Broadway.com: Broadway Buzz (original article)
April 27, 2010
By Michael Mellini
In the past decade, Tony Vincent has gone from one rocking show to another. Following a stint as Mark in Rent, he won raves as Judas Iscariot in the 2000 Broadway revival of Jesus Christ Superstar, then created the role of Galileo in London’s smash Queen musical We Will Rock You, later traveling to Vegas with the show. Now, after years of touring with his own music, Vincent is back on Broadway as magnetic drug dealer St. Jimmy in American Idiot. He recently chatted with Broadway.com about working with Green Day, performing at the Grammys and getting in touch with his villainous side.
After appearing in so many rock musicals, you must feel right at home in American Idiot.
TV: I do. I think this brings a new genre of rock 'n' roll to theater. [Green Day] is a legitimate punk band and American Idiot is one of the best rock records ever recorded. It feels comfortable to me because this is the world I was raised in. I did a lot of theater growing up, but rock 'n' roll as a genre was always where my work was based.

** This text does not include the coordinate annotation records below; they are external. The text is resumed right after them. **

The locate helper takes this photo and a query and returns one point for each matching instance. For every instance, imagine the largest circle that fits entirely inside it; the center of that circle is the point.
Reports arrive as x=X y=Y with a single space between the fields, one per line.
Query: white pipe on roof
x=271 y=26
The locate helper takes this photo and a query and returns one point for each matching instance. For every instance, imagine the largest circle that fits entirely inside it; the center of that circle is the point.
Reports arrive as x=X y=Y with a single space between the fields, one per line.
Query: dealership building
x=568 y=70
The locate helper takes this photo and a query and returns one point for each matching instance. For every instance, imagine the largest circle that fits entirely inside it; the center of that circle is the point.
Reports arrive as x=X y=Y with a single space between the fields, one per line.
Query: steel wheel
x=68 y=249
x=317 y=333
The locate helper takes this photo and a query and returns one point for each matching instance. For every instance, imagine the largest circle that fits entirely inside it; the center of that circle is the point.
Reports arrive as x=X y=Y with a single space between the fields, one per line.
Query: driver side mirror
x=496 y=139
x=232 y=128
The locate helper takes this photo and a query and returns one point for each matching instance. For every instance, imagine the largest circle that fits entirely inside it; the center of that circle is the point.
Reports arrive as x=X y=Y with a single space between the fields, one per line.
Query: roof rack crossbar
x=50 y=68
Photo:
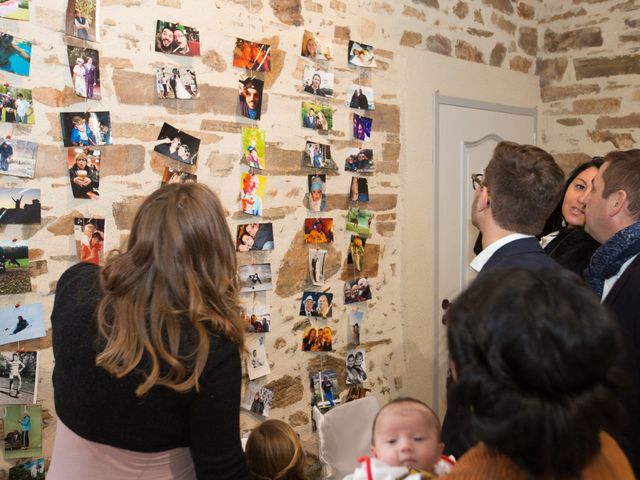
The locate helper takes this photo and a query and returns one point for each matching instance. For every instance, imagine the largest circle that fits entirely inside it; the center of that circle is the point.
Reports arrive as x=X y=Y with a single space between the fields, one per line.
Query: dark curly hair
x=536 y=361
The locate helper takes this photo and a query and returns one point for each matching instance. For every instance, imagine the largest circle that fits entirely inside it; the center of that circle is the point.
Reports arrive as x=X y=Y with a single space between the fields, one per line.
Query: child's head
x=274 y=451
x=406 y=432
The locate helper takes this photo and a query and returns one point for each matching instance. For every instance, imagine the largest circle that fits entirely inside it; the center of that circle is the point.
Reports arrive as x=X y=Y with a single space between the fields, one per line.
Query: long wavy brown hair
x=173 y=288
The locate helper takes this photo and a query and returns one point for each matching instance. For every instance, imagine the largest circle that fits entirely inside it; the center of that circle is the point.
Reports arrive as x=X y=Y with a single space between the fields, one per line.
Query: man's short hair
x=623 y=173
x=525 y=184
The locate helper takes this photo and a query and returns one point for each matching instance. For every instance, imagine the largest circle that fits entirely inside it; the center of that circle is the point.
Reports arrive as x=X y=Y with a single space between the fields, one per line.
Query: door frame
x=439 y=100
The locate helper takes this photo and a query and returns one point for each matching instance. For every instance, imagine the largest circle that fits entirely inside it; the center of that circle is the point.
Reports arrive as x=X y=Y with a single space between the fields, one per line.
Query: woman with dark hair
x=147 y=350
x=534 y=359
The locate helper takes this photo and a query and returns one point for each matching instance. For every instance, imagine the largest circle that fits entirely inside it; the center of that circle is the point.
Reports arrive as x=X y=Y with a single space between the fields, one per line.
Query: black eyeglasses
x=477 y=180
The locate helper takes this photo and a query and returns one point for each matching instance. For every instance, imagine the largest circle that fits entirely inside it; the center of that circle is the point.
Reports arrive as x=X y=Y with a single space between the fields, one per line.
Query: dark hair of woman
x=535 y=358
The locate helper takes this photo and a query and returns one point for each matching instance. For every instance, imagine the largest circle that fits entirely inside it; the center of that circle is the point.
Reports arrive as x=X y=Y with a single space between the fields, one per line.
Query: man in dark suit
x=612 y=217
x=521 y=186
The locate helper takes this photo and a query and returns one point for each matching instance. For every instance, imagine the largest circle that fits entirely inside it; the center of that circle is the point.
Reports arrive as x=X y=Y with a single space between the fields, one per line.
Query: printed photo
x=16 y=104
x=360 y=97
x=317 y=339
x=252 y=56
x=17 y=157
x=257 y=363
x=318 y=230
x=254 y=236
x=253 y=147
x=177 y=145
x=89 y=235
x=15 y=54
x=21 y=323
x=252 y=188
x=175 y=175
x=316 y=266
x=317 y=82
x=86 y=129
x=250 y=96
x=362 y=128
x=361 y=55
x=359 y=221
x=324 y=388
x=19 y=206
x=359 y=191
x=317 y=192
x=255 y=278
x=257 y=398
x=176 y=82
x=360 y=161
x=84 y=172
x=356 y=367
x=18 y=377
x=23 y=431
x=84 y=64
x=316 y=304
x=177 y=39
x=318 y=117
x=83 y=19
x=357 y=290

What were your initial thoughts about the show?
TV: I was skeptical! But because of the creative team involved, you have to trust that if the band handed [the album] to them, there’s a certain amount of credibility. On the back-end, I’m dumbfounded, almost nightly. I think it’s amazingly groundbreaking.

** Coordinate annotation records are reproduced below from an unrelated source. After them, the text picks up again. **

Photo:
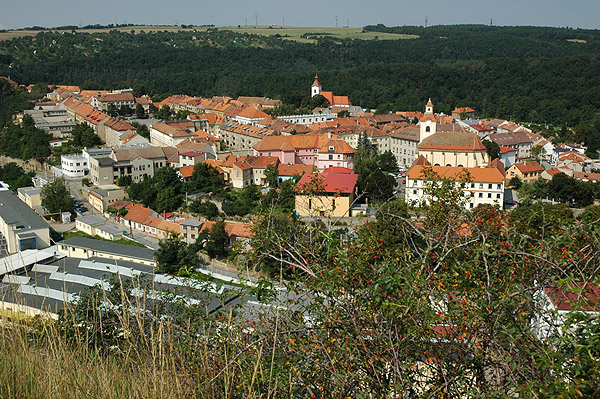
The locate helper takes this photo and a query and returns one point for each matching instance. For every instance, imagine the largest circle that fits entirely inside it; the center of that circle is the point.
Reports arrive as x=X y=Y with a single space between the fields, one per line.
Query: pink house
x=295 y=149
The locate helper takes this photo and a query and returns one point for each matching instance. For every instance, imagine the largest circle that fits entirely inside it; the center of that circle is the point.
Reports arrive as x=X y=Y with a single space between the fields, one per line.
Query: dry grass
x=40 y=358
x=42 y=365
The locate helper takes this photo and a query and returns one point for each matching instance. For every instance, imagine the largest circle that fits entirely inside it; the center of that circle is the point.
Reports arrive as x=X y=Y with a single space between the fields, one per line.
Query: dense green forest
x=523 y=73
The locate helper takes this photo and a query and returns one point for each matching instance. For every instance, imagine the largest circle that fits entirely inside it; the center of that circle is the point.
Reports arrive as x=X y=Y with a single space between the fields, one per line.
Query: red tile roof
x=453 y=142
x=331 y=182
x=463 y=110
x=233 y=229
x=187 y=171
x=579 y=297
x=338 y=169
x=293 y=170
x=528 y=167
x=505 y=150
x=480 y=175
x=252 y=113
x=337 y=146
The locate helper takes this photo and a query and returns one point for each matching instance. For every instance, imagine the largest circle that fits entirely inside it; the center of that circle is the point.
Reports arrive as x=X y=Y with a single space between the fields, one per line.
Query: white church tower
x=428 y=124
x=316 y=87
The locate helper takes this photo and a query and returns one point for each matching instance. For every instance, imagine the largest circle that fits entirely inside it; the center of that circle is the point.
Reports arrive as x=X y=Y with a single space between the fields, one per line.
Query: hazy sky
x=50 y=13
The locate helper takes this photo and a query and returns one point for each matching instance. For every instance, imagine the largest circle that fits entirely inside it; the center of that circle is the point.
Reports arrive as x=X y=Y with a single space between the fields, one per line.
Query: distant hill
x=527 y=73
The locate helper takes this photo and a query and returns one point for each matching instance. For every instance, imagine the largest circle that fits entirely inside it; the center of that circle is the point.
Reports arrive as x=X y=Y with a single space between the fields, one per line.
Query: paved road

In Superstar you played Judas and now you’re the sinister drug dealer St. Jimmy. Are you drawn to playing villains?
TV: I certainly like playing them. You get a chance to exorcise a lot of ghosts in roles that tend to be a bit dark. What's cool about this character is that he doesn't have to be one-dimensional. If you make the bad guy enticing and dangerous, that's where the excitement of playing the role really kicks in. I don’t get to do that in my normal day-to-day life. Life is too taxing to go to those dark places.
Does going to those dark places every night take a toll on you?
TV: Sometimes, but I’m drawn to dark characters, and to things that are really weighty. A lot of the characters I’ve played have had some sort of deep self-torment, but maybe that’s just who Tony Vincent is [laughs].
So, are your dark places similar to those of St. Jimmy?
TV: I see a lot of similarities between me and Johnny [the character played by John Gallagher Jr.] and his trouble—if he’s going to allow the dark side to overtake him or if he can keep his head on straight and find the good things in life.
Are you enjoying being in a show with your wife [swing Aspen Vincent]?
TV: It’s fantastic. What’s great is that we’re good enough friends that we don’t really get sick of each other. This is the third show we’ve done together—we go to work together and go home together, so something in our relationship must be working.
What’s it like sporting St. Jimmy’s half-shaved-head haircut outside of the theater?
TV: I just went to lunch with a friend, and six people who’d seen the show stopped me on the street. I think I’m going to have to get a stocking cap or something.
Working on Rent, you must’ve had met the show’s devoted “Rentheads.” What do you think die-hard American Idiot fans should be named?
TV: The Idiots! We as a cast call ourselves that.
What’s the audience reaction been like? Green Day fans don’t necessarily seem like frequent musical theatergoers.
TV: It’s been off the hook! That’s what surprised us most. We thought we’d get a lot of Green Day fans who dug the show, but we’re having people who are their parents’ age, and even older fans’ kids who are coming to see the show and completely loving it.
It must have been a thrill to perform with Green Day at the Grammys.
TV: The fact that they invited us to share the stage with them is a very humbling, awesome opportunity that any singer would give their right arm for. I don’t know of another stage cast that has performed on the Grammys.
You’ve now done shows based on the music of Queen and Green Day. Are there any other musicians you’d like to bring to the stage?
TV: I think some records need to remain records and not stories that are told on a platform like this. I can’t imagine [Radiohead’s] OK Computer on the stage, for example. But I’m all onboard with any project where the songwriters are involved and endorse the show. You really need that support to create something that’s authentic and true.
Finally, you’re playing a character named St Jimmy at the St. James Theatre… coincidence?
TV: I think they should rename the theater the St. Jimmy!